= Edward Hart (goldsmith) =

Edward Hart or Hairt was a Scottish goldsmith based in Edinburgh.

In 1575 the goldsmiths Michael Gilbert and George Heriot petitioned the ruler of Scotland Regent Morton in opposition Edward Hart, who claimed he should be a master goldsmith despite not meeting the criteria of the craft. Morton was persuaded to support the "liberty" of the craft incorporation, and soon after Hart accepted that he should make a "masterpiece", as was required of other aspiring master goldsmiths, in the workshop of Heriot or William Cok. Hart was made a master of the goldsmith craft on 22 December 1575.

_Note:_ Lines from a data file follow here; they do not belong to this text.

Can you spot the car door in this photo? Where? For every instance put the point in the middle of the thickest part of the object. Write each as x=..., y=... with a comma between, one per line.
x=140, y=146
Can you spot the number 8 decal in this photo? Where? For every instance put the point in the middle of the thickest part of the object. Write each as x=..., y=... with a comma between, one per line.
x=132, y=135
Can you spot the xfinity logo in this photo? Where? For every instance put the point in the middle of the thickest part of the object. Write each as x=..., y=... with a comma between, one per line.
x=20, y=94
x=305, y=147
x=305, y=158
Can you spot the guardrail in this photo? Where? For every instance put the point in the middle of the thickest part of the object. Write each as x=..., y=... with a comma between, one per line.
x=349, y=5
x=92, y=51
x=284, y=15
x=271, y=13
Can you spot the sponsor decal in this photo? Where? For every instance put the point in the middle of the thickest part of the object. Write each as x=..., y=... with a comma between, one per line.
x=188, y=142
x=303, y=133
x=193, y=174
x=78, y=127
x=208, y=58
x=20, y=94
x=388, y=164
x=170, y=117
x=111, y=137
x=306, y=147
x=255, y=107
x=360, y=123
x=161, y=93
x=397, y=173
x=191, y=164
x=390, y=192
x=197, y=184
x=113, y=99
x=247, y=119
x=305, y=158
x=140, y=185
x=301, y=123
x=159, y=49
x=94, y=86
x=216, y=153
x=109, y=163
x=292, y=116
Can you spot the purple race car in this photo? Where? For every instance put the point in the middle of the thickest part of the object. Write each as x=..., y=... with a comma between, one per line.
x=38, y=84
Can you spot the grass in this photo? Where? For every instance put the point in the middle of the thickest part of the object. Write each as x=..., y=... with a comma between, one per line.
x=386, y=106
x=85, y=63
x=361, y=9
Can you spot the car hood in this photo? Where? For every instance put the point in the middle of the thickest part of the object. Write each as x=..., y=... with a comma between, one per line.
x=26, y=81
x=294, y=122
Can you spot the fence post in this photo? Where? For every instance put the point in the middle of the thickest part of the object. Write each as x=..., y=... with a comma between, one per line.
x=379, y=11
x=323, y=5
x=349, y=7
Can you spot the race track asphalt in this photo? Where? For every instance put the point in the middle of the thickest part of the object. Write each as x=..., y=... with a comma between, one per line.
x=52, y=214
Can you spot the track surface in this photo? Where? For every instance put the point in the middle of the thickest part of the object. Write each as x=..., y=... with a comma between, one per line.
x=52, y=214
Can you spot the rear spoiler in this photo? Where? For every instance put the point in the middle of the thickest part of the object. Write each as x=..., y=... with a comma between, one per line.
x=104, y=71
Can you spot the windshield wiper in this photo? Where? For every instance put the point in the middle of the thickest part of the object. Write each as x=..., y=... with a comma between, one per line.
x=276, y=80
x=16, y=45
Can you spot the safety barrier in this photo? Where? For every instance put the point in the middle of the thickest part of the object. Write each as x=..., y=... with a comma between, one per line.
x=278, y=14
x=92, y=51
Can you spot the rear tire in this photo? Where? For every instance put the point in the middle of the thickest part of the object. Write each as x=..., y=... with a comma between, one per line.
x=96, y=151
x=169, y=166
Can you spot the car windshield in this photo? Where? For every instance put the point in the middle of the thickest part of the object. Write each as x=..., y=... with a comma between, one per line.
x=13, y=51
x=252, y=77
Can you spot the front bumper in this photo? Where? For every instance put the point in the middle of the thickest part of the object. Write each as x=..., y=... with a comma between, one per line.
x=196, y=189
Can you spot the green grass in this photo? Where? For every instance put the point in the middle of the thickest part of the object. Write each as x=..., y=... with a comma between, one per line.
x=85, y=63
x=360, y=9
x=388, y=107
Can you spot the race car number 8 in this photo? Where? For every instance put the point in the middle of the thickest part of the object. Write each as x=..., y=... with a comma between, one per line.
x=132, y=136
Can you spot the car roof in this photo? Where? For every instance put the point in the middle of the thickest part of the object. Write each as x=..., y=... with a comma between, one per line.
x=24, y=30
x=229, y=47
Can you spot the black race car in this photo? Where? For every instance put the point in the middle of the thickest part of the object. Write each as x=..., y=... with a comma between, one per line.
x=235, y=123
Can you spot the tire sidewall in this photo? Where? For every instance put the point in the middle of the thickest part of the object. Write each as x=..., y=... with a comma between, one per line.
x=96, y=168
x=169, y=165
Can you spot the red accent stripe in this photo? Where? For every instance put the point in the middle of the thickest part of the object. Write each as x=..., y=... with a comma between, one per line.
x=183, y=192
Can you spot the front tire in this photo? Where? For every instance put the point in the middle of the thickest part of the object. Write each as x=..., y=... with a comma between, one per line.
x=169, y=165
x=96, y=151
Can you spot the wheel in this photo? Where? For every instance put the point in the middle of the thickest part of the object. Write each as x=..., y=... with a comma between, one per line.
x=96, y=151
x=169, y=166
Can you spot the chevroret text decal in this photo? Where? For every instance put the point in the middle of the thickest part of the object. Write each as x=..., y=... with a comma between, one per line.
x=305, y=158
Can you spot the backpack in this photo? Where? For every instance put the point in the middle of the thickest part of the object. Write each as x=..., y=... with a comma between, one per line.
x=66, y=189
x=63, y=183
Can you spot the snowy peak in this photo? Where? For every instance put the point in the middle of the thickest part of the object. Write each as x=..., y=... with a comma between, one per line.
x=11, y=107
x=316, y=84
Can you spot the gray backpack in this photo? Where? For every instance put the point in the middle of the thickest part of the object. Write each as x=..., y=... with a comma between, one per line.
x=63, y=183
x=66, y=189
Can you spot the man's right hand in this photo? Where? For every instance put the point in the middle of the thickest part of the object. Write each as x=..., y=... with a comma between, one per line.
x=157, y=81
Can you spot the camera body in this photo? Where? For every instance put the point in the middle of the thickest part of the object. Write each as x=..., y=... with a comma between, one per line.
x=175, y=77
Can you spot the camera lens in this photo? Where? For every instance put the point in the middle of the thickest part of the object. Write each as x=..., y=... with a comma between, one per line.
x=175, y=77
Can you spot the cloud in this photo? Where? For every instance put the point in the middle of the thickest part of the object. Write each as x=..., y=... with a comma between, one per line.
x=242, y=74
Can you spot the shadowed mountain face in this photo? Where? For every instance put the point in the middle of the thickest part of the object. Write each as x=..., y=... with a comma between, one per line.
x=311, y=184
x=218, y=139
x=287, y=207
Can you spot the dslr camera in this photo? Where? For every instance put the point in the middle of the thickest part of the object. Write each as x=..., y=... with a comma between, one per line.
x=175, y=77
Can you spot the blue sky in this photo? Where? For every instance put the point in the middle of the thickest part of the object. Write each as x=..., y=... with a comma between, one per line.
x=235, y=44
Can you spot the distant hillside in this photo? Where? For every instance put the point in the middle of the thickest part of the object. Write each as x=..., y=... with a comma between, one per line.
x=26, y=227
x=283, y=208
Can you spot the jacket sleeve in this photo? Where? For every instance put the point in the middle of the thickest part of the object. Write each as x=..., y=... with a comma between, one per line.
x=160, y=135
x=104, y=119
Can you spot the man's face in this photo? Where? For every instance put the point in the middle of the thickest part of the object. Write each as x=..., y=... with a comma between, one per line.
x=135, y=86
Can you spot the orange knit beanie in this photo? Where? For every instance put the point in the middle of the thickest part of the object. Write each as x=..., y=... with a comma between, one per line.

Hart contributed to a gift for James VI from the burgh of Edinburgh. James VI had been living at Stirling Castle, and towards the end of 1579 he was proclaimed an adult ruler and made a formal Entry to Edinburgh. As a gift to him, the town council commissioned a cupboard of silver plate from the goldsmiths Edward Hart, Thomas Annand, George Heriot, Adam Craig, and William Cokky.

In January 1580 and 1581 Hart was repaid money he had advanced for work on the cupboard of silver.

He was Deacon of the goldsmiths in 1583.

Edward Hart married Christine Mowbray. After his death she married Alexander Wilsoun.